えむ

バビロンのえむのレビュー・感想・評価

バビロン(2021年製作の映画)
4.0
これはさしずめエキセントリックでカオスで淫靡でダークなラ・ラ・ランド。
その当時の映画業界に渦巻くエゴとプライドと狂気と混乱がこれでもかと描きこまれる。

正直いって、もう清々しいほどに下品でゲスでカオスなので、「古い映画の時代の業界話」と聞いて、クラーク・ゲーブルとかあの手の「品」みたいなものを期待した人にはかなりの苦行ではあると思う。
実際私の前にいたおじいちゃまは耐えきれずに途中で帰った。

けど、そこはただ下品なだけではなく、そこに込められたものがたくさん感じられたので、私は観ていて「たぎる」クチでした。
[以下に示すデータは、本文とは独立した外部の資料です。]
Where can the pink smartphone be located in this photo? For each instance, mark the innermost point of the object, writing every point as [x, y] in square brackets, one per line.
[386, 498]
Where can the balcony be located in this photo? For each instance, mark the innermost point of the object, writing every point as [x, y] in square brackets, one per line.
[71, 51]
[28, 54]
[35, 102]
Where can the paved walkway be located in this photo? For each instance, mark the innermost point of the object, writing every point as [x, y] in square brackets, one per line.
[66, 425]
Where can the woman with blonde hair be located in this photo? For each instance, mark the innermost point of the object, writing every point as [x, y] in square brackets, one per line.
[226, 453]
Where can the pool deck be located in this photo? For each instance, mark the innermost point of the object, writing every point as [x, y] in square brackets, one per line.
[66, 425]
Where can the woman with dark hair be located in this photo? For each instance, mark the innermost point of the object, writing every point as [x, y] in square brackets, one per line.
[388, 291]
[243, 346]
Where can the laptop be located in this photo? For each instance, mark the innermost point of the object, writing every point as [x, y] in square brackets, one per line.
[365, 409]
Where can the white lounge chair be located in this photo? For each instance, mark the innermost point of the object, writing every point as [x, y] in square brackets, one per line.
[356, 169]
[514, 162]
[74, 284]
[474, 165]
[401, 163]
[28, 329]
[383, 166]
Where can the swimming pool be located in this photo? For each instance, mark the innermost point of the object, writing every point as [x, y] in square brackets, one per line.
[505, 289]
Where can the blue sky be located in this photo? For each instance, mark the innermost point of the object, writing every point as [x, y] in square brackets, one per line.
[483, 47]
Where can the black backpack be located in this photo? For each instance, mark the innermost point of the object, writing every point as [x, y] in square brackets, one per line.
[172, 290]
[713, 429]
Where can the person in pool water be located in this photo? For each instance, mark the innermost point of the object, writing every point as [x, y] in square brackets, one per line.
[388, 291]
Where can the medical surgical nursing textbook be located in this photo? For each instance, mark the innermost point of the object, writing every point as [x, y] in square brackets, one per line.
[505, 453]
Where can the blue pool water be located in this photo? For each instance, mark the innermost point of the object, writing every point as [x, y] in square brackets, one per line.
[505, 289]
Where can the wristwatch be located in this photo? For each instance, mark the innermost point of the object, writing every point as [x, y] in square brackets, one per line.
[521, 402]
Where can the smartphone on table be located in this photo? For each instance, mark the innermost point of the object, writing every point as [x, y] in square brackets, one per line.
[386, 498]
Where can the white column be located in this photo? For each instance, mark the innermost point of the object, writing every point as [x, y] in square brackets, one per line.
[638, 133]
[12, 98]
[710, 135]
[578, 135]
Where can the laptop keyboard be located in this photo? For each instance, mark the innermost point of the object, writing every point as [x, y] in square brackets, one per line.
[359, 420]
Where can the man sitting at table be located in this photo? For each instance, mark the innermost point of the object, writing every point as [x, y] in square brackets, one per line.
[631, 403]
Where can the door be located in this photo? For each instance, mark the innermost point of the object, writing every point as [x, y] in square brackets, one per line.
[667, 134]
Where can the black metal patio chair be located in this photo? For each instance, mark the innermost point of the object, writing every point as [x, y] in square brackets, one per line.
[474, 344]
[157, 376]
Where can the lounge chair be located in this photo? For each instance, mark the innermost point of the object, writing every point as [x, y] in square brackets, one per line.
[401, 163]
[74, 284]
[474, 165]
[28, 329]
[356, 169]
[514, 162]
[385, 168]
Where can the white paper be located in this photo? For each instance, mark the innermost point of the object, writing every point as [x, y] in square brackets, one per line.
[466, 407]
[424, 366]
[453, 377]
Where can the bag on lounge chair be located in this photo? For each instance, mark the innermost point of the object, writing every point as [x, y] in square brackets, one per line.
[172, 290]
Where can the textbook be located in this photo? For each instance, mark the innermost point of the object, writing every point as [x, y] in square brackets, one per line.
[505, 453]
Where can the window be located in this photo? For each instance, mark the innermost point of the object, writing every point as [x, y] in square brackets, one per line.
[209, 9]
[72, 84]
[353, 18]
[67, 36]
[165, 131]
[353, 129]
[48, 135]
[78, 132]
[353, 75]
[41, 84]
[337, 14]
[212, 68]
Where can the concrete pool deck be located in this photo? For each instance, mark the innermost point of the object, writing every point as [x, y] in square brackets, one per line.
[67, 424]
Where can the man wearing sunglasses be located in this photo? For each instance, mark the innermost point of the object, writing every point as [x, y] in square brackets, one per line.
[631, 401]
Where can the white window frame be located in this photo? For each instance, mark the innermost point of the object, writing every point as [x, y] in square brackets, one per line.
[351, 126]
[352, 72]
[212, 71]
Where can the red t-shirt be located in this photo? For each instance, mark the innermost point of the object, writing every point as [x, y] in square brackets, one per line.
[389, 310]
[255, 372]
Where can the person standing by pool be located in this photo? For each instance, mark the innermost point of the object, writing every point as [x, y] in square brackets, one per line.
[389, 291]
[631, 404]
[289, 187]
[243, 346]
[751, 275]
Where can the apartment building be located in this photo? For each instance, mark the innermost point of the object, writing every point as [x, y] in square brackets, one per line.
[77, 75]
あくまでどこかに夢を見ていたい人、ロマンチックさを求める人は、ラ・ラ・ランドの方をどうぞ。笑

女優として売れたいネリーと映画業界で働く夢を持つマニー、銀幕のスター、ジャック。
ネリーとマニー、マニーとジャック、ジャックと業界の人々、という風に、群像劇のように切り取り部分が切り替えられていくので、3時間超えがあっという間だった。

しかもそろそろ閉じにかかるかと思ったところで、トビーマグワイア投入で、もうひと声怒涛の展開。
このタイミングが絶妙。

かなり衝撃的なシーンの連続だけれど、根底には、時代の移り変わりで技術や流行りや俳優は変わっていくし、改良も改悪もあるけれど、「映画」そのものや「映画業界」はどんな時代も変わらずそこに変わらず残り続けるのだというメッセージが感じられて、これは監督の、壮大な「映画」へのラブレターなんだなと思った。
ラブレターにしてはいささか狂乱に満ち過ぎてるけども。

この手の映画はあまり細かいことを書いても野暮というもの。
これは「ともかく全身で浴びてらっしゃい」というタイプの映画、とだけ申し上げておきましょう。